Nous en avons discuté plusieurs fois entre nous, vous avez la déformation professionnelle dans laquelle vous semblez plus habitué à tout mais en réalité cela vous rend plus conscient de qui nous sommes, combien de temps nous allons durer et essayer de profiter de la vie, donner de l’importance à ce qu’il a réellement.
Quel a été le moment le plus difficile dans votre travail ?
Il y en a eu beaucoup, en fait. Souvent, quand vous vous couchez, vous commencez à penser à des cas et… cela arrive souvent.
Dernièrement, j’ai été choqué par la mort de personnes âgées seules à la maison, dans des conditions déplorables, votre cœur se serre. Je ne vous parle pas d’une ville lointaine en montagne mais en centre ville. Cela m’impressionne beaucoup.
Et les enfants, les souffrances qui leur sont infligées sont terribles. Des choses comme ça, des cas de violences de genre graves qui laissent assez impressionnés… Voir si directement la souffrance des autres est impressionnant.

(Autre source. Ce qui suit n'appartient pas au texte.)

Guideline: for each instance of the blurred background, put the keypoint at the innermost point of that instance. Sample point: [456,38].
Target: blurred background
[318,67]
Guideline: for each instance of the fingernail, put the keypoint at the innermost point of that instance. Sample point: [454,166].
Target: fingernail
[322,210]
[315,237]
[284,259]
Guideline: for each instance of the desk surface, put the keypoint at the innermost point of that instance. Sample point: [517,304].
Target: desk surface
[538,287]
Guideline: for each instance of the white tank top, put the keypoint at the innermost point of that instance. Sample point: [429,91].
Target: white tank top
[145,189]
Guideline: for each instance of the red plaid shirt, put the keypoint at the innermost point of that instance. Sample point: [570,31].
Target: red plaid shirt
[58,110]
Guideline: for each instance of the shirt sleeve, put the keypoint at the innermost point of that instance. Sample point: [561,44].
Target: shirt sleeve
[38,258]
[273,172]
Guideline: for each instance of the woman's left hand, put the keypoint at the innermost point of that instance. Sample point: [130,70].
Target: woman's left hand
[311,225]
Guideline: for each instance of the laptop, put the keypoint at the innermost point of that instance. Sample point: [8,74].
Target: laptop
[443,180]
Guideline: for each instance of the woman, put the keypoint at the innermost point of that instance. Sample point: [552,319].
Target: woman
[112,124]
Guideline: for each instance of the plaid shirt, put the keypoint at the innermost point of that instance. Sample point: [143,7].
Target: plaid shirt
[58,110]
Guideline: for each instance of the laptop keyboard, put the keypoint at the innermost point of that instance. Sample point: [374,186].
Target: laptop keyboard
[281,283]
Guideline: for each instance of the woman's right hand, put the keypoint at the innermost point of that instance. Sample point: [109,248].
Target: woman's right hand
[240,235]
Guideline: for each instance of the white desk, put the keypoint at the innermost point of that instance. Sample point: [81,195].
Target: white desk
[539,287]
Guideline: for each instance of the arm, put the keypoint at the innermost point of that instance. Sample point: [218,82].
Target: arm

Puisque votre métier est si étroitement lié à la mort, votre vision a-t-elle changé au cours de ces années ? Est-ce démystifié ? Nous sommes poussière et nous retournerons à la poussière ?
Je pense que c’est très personnel. En général, on a trop peur de la mort, pas du respect mais plutôt on veut l’oublier, quelqu’un meurt et on veut tout de suite l’enterrer. Cela vous rend plus conscient de ce que nous sommes jusqu’à ce que nous cessions de l’être.
Ensuite, il y a les croyances de chacun. Je ne suis pas religieux et j’ai de nombreux collègues qui le sont et qui ont leurs convictions. Nous savons très bien séparer notre travail de nos convictions et de notre vie personnelle.
J’imagine qu’il est plus facile de gérer ces choses si vous avez un point de vue religieux.
Je crois que oui. Vous êtes envieux des personnes dont un proche décède et pensez qu’elles seront au paradis. C’est peut-être une consolation mais je n’arrive pas à y croire.